Single-qubit transform of a state vector, locality
Primary author of this description: Vad.V.Voevodin (Section 2).
Contents
1 Links
The main implementation fragment, which is used in all quantitative assessments, is shown here(Kernel function).
2 Locality of data and computations
Despite of the great parallelization resource, practical implementations have a bad locality.
From the mathematical description and information graphs for the different parameter q (the number of affected qubit), we can see for the single work of the algorithm it's easy to achieve the ideal locality by the permutation of qubits. Thus, if we move the q-th qubit to the last place, we achieve the sequential transfers only between local elements.
However, the single-qubit transform is almost always used sequentially as a subroutine on a common state with different parameter q. As we can see from the mathematical description and Figs. 1-2, it is impossible to achieve good locality.

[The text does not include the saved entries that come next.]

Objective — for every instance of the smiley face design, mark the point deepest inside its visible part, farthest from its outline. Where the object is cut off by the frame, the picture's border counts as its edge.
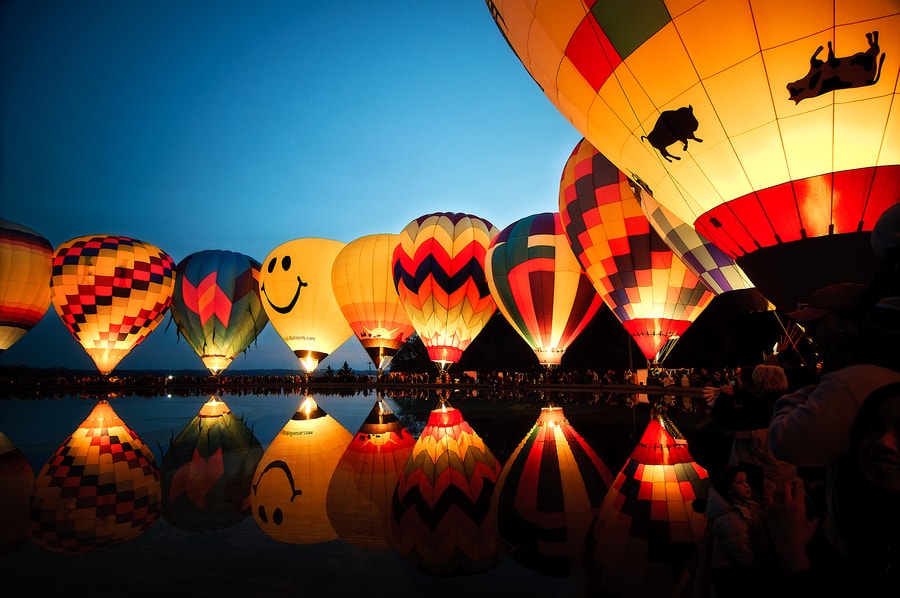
(297, 295)
(286, 266)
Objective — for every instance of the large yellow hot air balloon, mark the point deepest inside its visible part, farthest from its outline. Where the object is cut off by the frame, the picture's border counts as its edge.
(438, 270)
(25, 262)
(295, 284)
(111, 292)
(539, 286)
(364, 289)
(771, 127)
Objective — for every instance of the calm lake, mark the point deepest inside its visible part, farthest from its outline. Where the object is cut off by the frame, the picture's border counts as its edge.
(239, 557)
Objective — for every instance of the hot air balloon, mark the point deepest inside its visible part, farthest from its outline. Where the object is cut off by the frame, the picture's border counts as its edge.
(770, 127)
(216, 305)
(440, 517)
(539, 286)
(290, 485)
(364, 288)
(362, 485)
(25, 263)
(548, 494)
(206, 473)
(647, 528)
(438, 271)
(98, 490)
(650, 290)
(111, 292)
(16, 485)
(298, 297)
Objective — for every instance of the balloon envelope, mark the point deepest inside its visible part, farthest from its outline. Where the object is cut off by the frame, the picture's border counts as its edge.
(216, 305)
(539, 286)
(364, 288)
(438, 271)
(111, 292)
(650, 290)
(299, 300)
(25, 262)
(771, 127)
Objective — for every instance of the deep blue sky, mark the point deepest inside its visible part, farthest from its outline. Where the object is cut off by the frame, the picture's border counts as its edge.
(242, 125)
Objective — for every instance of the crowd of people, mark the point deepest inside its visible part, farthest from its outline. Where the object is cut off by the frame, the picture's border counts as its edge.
(806, 474)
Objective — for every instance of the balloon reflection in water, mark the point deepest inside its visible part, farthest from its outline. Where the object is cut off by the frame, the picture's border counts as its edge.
(441, 521)
(359, 495)
(548, 494)
(26, 259)
(100, 488)
(207, 471)
(111, 292)
(290, 487)
(16, 485)
(647, 529)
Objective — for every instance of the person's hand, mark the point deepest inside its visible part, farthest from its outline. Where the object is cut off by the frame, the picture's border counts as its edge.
(710, 394)
(789, 527)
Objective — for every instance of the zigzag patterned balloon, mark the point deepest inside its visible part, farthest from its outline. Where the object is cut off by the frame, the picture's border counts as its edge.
(441, 521)
(217, 305)
(438, 270)
(111, 292)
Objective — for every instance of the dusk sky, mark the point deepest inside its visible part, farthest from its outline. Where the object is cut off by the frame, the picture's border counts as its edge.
(244, 125)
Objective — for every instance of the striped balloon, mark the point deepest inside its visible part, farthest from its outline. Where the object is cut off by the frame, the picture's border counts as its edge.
(648, 288)
(438, 272)
(771, 127)
(216, 305)
(548, 493)
(647, 529)
(539, 286)
(441, 520)
(25, 263)
(111, 292)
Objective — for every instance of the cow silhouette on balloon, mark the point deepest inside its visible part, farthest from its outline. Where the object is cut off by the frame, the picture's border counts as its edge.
(859, 70)
(672, 126)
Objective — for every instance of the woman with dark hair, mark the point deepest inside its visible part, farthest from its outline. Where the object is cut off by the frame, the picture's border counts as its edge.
(743, 561)
(866, 509)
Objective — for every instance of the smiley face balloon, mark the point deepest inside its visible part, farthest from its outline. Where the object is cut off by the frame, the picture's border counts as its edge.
(295, 283)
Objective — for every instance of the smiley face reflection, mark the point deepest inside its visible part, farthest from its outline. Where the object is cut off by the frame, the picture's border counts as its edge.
(290, 484)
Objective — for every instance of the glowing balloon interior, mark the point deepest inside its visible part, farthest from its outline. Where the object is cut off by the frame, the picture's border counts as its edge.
(650, 290)
(299, 300)
(770, 127)
(216, 305)
(25, 263)
(364, 288)
(539, 286)
(111, 292)
(438, 271)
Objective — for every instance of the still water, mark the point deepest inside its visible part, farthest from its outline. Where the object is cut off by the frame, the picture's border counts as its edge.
(243, 556)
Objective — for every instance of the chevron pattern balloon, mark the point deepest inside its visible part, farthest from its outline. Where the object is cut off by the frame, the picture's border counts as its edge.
(438, 271)
(216, 305)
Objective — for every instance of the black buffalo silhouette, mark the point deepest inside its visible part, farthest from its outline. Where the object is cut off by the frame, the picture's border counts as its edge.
(672, 126)
(858, 70)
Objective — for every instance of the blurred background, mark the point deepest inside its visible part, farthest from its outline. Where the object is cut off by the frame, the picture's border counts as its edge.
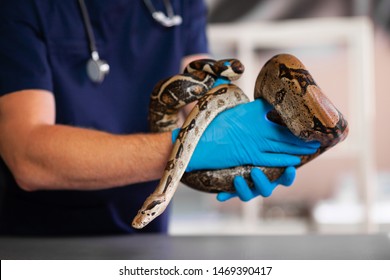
(345, 44)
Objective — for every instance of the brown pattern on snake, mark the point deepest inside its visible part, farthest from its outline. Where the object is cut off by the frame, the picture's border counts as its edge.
(284, 82)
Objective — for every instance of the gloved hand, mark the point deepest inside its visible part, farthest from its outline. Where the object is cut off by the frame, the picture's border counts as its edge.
(243, 135)
(263, 186)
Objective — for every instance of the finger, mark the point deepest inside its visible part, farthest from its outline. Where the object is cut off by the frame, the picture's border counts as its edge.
(242, 188)
(280, 133)
(276, 160)
(288, 148)
(262, 183)
(223, 196)
(287, 177)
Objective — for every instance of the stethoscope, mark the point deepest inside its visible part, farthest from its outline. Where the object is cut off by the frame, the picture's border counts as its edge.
(98, 68)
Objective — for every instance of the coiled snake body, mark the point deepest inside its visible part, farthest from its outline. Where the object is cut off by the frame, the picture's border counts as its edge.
(283, 82)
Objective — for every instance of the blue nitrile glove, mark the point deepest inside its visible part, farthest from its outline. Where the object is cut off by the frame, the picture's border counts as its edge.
(263, 186)
(244, 136)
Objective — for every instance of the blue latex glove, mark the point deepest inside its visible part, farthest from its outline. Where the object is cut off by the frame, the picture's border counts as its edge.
(243, 135)
(263, 186)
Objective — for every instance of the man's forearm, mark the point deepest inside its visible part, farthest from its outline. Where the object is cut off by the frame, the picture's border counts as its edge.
(62, 157)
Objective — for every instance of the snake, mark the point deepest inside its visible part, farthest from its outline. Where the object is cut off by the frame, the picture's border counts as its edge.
(297, 102)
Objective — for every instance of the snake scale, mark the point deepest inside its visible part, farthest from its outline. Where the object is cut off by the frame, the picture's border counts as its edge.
(284, 82)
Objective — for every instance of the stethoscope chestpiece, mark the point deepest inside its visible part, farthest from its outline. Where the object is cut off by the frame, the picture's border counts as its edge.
(97, 69)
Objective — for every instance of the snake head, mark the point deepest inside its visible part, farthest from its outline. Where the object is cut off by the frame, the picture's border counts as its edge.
(231, 69)
(151, 209)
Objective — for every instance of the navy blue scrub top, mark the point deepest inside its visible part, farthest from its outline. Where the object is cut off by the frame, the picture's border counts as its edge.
(43, 45)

2.1 Locality of implementation
2.1.1 Structure of memory access and a qualitative estimation of locality
As it was mentioned above, the locality of computations depends on the parameter q (the index of the affected qubit). Firstly, let's examine the memory access for the fixed parameter q (n=12, q=6). A memory access profile is illustrated in Fig. 4. The profile consists of the accesses to three different arrays, these arrays are emphasized on Fig. 4 by the green color. We can see that for the fragmets 2 and 3 memory accesses don't repeat, but the are closely situated. Let's examine the fragments closely.
The fragment 1 is shown on Fig. 5. This array corresponds to the transformation matrix and consists only of 4 elements, so the locality is very high.
The fragment 2 (Fig. 5) shows the simple sequential access to all the array elements. Such fragment has very high spatial and very low time locality (data isn't accessed repeatedly).
The fragment 3 is most interesting. Its part is shown on Fig. 7. Here we can see again the sequential access to the array elements, but with parallel access to elements with higher or lower virtual addresses.
Now, let's examine the dependence of the memory-access profile on the parameter q (the number of affected qubit). Fig. 8 shows the profile for different values of the parameter. As we can see, the fragments 1 and 2 don't change, but the third fragment change its shift for the parallel access. This makes it difficult to effectively implement the algorithm for the distributed memory.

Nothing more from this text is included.